The seventh was better, but Wright allowed two more hits, and spent 58 pitches across his two innings. He allowed the one run on three hits, struck out three and walked two in his outing.
“He threw a lot of pitches out there tonight,” Servais said. “I don’t think it’s going to be an issue with him. He’s a multi-inning guy. He has started in the past.
“But, we’ve got some work to do. We’ve got to throw a few things at him, we’ve got some ideas to try to help him out and that’s kind of the position he’s in at this point in his career. We’ll do everything we can to try to help him and get more out of him and see where it leads to.”
Mariners right-hander Chasen Bradford then served up a one-out, first-pitch homer in the eighth to Joey Gallo, whose solo shot to right was just out of reach of a leaping Mitch Haniger.
Super utility player Dylan Moore, who started the game at second base, was called on to make his pitching debut in the ninth, to save the Mariners from using another reliever and gave up four more runs.
Moore said it was his first time pitching professionally since 2016, when he threw in a similar situation with Low-A Hickory in the Rangers’ organization.

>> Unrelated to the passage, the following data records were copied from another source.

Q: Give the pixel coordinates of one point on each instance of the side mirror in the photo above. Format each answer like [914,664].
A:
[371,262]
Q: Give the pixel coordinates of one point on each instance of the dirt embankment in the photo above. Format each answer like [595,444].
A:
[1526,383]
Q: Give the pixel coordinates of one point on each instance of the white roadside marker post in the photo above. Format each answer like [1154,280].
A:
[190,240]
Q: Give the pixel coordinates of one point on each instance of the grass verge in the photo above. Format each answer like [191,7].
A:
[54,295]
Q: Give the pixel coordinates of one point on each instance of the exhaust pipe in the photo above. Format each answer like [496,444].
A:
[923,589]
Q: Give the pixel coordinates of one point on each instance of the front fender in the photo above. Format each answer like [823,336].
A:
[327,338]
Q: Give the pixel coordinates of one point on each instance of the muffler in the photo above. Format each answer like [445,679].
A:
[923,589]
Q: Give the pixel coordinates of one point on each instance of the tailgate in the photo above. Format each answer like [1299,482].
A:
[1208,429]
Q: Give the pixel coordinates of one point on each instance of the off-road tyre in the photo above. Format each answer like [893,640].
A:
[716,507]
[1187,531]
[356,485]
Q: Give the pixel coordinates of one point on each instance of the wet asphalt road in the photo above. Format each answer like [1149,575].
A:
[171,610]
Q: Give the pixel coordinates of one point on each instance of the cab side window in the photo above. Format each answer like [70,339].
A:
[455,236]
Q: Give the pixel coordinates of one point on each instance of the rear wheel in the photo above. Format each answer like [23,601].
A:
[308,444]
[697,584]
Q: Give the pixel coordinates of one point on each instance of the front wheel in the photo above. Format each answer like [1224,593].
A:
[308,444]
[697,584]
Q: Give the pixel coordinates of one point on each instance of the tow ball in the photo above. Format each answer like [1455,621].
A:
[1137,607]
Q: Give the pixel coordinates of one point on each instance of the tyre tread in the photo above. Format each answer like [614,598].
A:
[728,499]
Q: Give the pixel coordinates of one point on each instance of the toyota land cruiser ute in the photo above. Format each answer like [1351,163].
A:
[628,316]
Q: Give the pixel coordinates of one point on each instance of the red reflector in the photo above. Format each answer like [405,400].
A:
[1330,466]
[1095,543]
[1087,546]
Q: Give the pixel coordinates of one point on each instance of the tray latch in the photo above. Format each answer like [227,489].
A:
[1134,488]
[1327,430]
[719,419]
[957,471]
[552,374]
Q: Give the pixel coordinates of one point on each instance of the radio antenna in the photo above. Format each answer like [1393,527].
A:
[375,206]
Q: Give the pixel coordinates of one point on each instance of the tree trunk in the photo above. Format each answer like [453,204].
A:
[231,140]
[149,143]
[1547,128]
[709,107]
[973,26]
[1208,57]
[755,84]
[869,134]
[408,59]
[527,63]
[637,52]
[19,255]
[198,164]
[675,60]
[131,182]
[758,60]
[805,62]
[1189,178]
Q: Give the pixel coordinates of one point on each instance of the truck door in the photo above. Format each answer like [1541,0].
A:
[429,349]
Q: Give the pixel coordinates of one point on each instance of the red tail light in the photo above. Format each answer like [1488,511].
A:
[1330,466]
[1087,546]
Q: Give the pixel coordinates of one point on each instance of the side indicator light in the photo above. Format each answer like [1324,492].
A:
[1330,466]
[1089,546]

“Same result actually,” Moore said. “Lot of hits, lot of runs.”
Before that, he hadn’t pitched in a game since little league, he said. He never pitched in high school or travel ball.
Catcher Omar Narvaez, who originally had the night off, made his first appearance at second to replace Moore.
Moore loaded the bases with no outs before Nomar Mazara and Pence hit back-to-back RBI singles, and Forsythe drove in another run on a fielder’s choice.
The 15 runs and 20 hits the five Mariners pitchers combined to allow were both season highs.
Meanwhile, Seattle’s three hits are tied second-fewest the club has recorded in its first 30 games, and their 16 strikeouts tied a season high. Santana’s homer and singles by Haniger and Ryon Healy was the only offense the Mariners managed.
Texas starter Mike Minor (3-2, 2.88) shut the Mariners down for seven innings, allowing the one run, three hits and striking out a season-high 13 while walking just one on 111 pitches. He allowed just five Seattle base runners.
“He had some good stuff, that’s for sure,” Moore said. “He located pretty well, his slider-cutter thing was working. He was throwing in good spots. He definitely had it going.”
Ariel Jurado retired the Mariners in order in the eighth and ninth with three strikeouts to end the game.
Mariners rookie right-hander Erik Swanson (0-2, 4.61) is scheduled to meet Texas left-hander Lance Lynn (2-1, 4.44) in Sunday’s series finale at 1:10 p.m.
The game will be telecast on Root Sports Northwest, and broadcast on 710-ESPN radio.